A large part of the somber tone of this record had to do with some of the writing occurring during the covid-19 lockdown. Since the world had a big “closed” sign on it, the band members had to figure out a system to put songs together. With the internet musicians can now work remotely on projects and this worked fine for Divine Horsemen.
“The way I write music for songs these days is coming up with a couple of riff progressions for each song on acoustic guitar, which I record very clumsily and poorly on my laptop video app, to show Peter what I want in each song,” Chris explains. “I did that on the “Hot Rise of an Ice Cream Phoenix” album as well, before the pandemic in 2018 and 2019. Then once he has screwed around with my musical ideas at home, we’ll get together in the rehearsal space that he and our bass player Bobby have, and we’ll put the songs more solidly together, with Peter sometimes changing the parts as far as octaves and keys, and maybe adding a bridge. Some of my musical ideas are like square pegs we try to fit into round holes, and Peter has the unenviable task of squeezing those sharp-edged pegs into their holes so they work properly!” One of the joys of these last two Divine Horsemen records is the guitar playing. Peter Andrus handles both acoustic and electric guitar in a masterful fashion. Not to take anything away from the tight rhythm section of Bobby Permanent on bass and the legendary D.J. Bonebrake of X on drums. They provide solid rhythms for the guitar and singers to run wild over. While there is a vibe of loneliness in many of the songs there are also hard-hitting rockers like “Dirty Like An Angel” and “On The Wane”. One of the songs went through rewrites as the writing process was happening and Chris had to allow his ego to take a backseat to the suggestions of his band mates.
“It happens rarely, but on “Dirty Like an Angel”, both Julie and Peter did not like the music I came up with for the chorus, and I had to rewrite the music for that part a couple of times before it worked out right,” he says. “Which I am glad I did, and that I did not give up. The first music we worked up, for “On the Wane” and “Footptrints on the Moon”, was done in 2020, and those are probably the most punk sounding tunes.”
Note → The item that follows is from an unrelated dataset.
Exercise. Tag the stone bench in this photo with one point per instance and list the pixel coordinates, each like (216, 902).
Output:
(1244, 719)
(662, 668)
With a whopping seventeen songs on the album it is understandable that some songs had been kicking around and others had been newly written. But did the band intend to include all these songs and were there any outtakes?
“No, no other tunes leftover (though I have about 6 songs fully written and another additional 6 sets of just lyrics for future projects, either Divine Horsemen or solo; at this point, I sincerely
doubt there’ll be any more Flesh Eaters records). As far as Divine Horsemen’s “Bitter End of A Sweet Night”, yes, we planned from the start to make it another double vinyl album. In fact, I okayed it with Larry Hardy, head of In the Red Records first before we went ahead learning all those songs!”
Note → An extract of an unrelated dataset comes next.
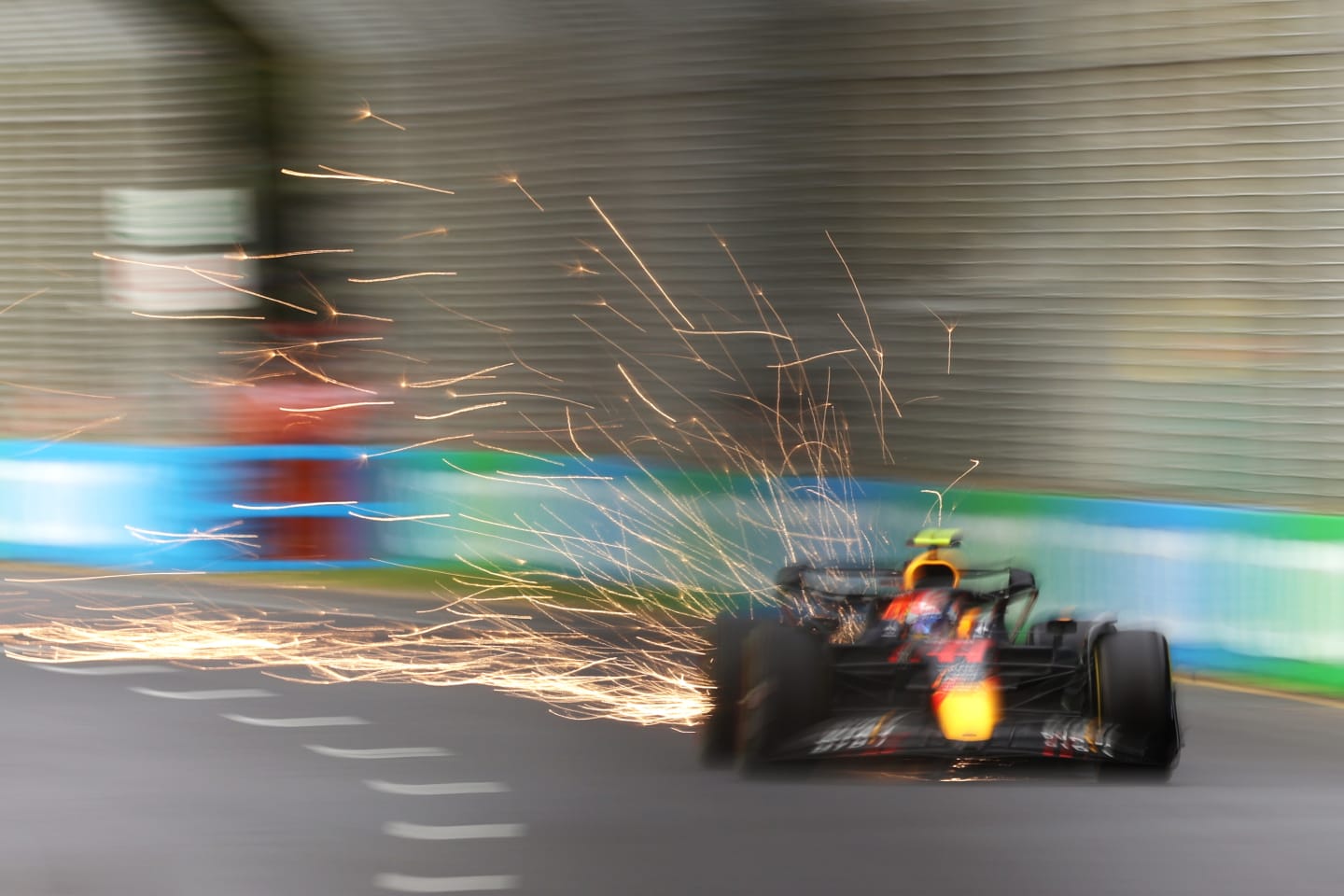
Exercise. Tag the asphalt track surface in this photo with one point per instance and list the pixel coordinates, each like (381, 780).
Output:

Chris is a film buff and historian and you can tell he loves incorporating ideas he gets from watching films into his music. Film fans will note a youthful image of French film legend and star of Le Samourai Alain Delon on the cover.
“Yes, very young, probably circa 1961 or ’62…I wanted to make his face cut in half like that to convey an ongoing scenario happening outside the record cover art.”
The new Divine Horseman record is available on double vinyl with inserts containing the song lyrics and album credits plus some great art and photos.